Case Name: John J. McCloskey, as Sheriff of the City of New York, et al., Respondents, v. Joseph Eckhaus et al., Individually and as General Partners of Phoenix Motel Co., et al., Appellants
Court: New York Supreme Court, Appellate Division
Jurisdiction: New York
Decision Date: 1963-10-31
Citations: 19 A.D.2d 826
Docket Number: 
Parties: John J. McCloskey, as Sheriff of the City of New York, et al., Respondents, v. Joseph Eckhaus et al., Individually and as General Partners of Phoenix Motel Co., et al., Appellants.
Judges: 
Reporter: Appellate Division Reports
Volume: 19
Pages: 826–826

Head Matter:
John J. McCloskey, as Sheriff of the City of New York, et al., Respondents, v. Joseph Eckhaus et al., Individually and as General Partners of Phoenix Motel Co., et al., Appellants.

Opinion:
Judgment entered April 15, 1963, directing defendants-appellants to turn over to the Sheriff a certain mortgage on property in Arizona and an accompanying note, unanimously affirmed, with costs to plaintiffs-respondents. (Debtor and Creditor Law, § 278, subd. 1, par. b; Civ.
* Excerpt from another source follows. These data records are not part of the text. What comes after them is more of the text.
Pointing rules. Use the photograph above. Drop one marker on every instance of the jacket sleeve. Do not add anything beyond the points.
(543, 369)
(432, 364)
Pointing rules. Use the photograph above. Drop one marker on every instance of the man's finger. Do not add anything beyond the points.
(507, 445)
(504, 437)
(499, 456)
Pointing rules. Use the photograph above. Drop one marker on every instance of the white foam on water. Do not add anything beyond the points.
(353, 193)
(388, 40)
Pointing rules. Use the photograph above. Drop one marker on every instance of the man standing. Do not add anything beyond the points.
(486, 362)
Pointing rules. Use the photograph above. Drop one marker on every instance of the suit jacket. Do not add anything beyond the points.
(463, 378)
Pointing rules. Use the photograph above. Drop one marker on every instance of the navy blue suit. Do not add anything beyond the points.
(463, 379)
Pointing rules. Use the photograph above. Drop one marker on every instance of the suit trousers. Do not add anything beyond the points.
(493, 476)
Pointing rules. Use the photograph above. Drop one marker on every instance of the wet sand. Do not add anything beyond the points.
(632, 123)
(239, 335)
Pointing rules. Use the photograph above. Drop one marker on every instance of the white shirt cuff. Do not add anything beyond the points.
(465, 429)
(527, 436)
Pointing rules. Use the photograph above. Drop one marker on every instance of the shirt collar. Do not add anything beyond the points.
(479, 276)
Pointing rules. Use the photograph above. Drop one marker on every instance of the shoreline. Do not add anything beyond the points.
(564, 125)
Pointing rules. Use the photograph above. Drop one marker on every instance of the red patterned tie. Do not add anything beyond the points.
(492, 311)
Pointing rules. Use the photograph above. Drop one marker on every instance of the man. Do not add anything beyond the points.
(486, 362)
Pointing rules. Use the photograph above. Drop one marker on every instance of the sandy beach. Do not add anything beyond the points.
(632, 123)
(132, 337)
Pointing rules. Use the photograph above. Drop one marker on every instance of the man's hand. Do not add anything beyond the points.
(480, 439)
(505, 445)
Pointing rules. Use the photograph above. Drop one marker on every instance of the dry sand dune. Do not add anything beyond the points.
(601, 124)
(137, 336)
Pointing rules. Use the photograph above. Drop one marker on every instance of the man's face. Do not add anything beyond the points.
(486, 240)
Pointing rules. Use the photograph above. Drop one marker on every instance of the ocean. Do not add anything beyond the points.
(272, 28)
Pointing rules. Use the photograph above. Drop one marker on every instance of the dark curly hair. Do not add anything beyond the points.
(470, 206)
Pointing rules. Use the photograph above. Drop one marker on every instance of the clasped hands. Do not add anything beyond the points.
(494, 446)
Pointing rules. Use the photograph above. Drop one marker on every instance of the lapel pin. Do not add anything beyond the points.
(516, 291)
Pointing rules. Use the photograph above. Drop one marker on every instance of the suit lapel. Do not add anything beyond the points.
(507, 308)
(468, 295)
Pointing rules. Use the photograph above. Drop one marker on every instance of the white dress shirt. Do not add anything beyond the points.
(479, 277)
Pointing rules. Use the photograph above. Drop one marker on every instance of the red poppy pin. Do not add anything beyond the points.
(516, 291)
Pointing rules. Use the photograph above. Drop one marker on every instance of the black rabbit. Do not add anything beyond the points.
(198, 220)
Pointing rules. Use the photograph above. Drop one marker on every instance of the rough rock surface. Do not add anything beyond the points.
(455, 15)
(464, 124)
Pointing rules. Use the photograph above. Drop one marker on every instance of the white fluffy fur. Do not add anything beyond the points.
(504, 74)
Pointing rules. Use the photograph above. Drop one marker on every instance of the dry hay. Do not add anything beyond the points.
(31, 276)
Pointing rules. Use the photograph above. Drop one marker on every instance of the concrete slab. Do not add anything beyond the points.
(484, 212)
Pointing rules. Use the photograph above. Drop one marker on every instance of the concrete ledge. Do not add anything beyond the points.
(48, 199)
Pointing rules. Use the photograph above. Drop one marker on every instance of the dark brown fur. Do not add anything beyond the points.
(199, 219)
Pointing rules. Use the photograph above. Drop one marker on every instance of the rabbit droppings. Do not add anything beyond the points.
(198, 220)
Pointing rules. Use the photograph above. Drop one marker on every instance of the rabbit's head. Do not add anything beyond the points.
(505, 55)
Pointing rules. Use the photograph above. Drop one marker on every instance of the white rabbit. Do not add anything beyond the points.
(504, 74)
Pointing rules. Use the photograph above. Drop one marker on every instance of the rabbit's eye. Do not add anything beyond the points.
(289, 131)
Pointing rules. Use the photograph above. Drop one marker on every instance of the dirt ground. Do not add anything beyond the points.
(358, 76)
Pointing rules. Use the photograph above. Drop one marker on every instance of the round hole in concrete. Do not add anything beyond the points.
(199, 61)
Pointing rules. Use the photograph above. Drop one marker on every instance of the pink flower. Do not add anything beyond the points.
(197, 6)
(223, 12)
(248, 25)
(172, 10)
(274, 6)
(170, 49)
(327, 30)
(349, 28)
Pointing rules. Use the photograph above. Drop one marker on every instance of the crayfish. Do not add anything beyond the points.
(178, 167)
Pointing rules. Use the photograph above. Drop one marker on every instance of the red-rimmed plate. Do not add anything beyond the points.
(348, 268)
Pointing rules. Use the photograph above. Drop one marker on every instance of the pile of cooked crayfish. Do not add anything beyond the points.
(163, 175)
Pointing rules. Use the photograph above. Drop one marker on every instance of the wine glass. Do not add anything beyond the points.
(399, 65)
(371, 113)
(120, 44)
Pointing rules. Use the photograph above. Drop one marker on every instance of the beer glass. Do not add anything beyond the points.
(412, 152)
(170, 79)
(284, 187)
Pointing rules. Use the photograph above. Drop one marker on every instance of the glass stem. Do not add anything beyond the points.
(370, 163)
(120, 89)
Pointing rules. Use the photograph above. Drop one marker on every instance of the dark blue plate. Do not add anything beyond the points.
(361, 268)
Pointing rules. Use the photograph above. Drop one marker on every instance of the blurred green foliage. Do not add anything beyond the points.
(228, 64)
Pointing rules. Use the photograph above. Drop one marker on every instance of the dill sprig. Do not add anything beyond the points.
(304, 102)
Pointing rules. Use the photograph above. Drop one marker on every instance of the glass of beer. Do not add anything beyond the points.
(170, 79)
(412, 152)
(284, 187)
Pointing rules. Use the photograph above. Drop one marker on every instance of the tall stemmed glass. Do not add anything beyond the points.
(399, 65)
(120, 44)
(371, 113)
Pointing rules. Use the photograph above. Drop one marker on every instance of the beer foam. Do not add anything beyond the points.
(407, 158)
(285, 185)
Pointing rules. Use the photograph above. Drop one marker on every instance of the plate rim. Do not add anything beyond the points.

Prac. Act, § 916 [now CPLR, § 5201, 6202].) We construe the second decretal paragraph of the judgment which is somewhat ambiguous to require the individuals who control The Wolf Corporation to cause it to make the payments to the extent The Wolf Corporation is able to do so. We do not determine the rights of Preferred Properties, Inc., or of any third person in and to the mortgage and promissory note and this affirmance is without prejudice to those rights, if any. We have disregarded personal statements in respondents' brief regarding counsel as immaterial and unnecessary. Concur — Botein, P. J., McNally, Eager and Steuer, JJ.; Rabin, J., concurs in the following memorandum: I, too, reach the conclusion that there must be an affirmance. If the defendants-appellants were holding the mortgage as collateral against a possible ultimate deficiency arising out of the breach of the first lease then I would say that they had a sufficient interest in that mortgage to retain it and the direction to turn it over to the Sheriff would have been improper. But the position of the defendants-appellants is that they hold this mortgage as security for the performance of the second lease rather than the first. There is nothing in the record to sustain the position that they have a right to hold the mortgage as security for that lease. Accordingly, I join in the affirmance.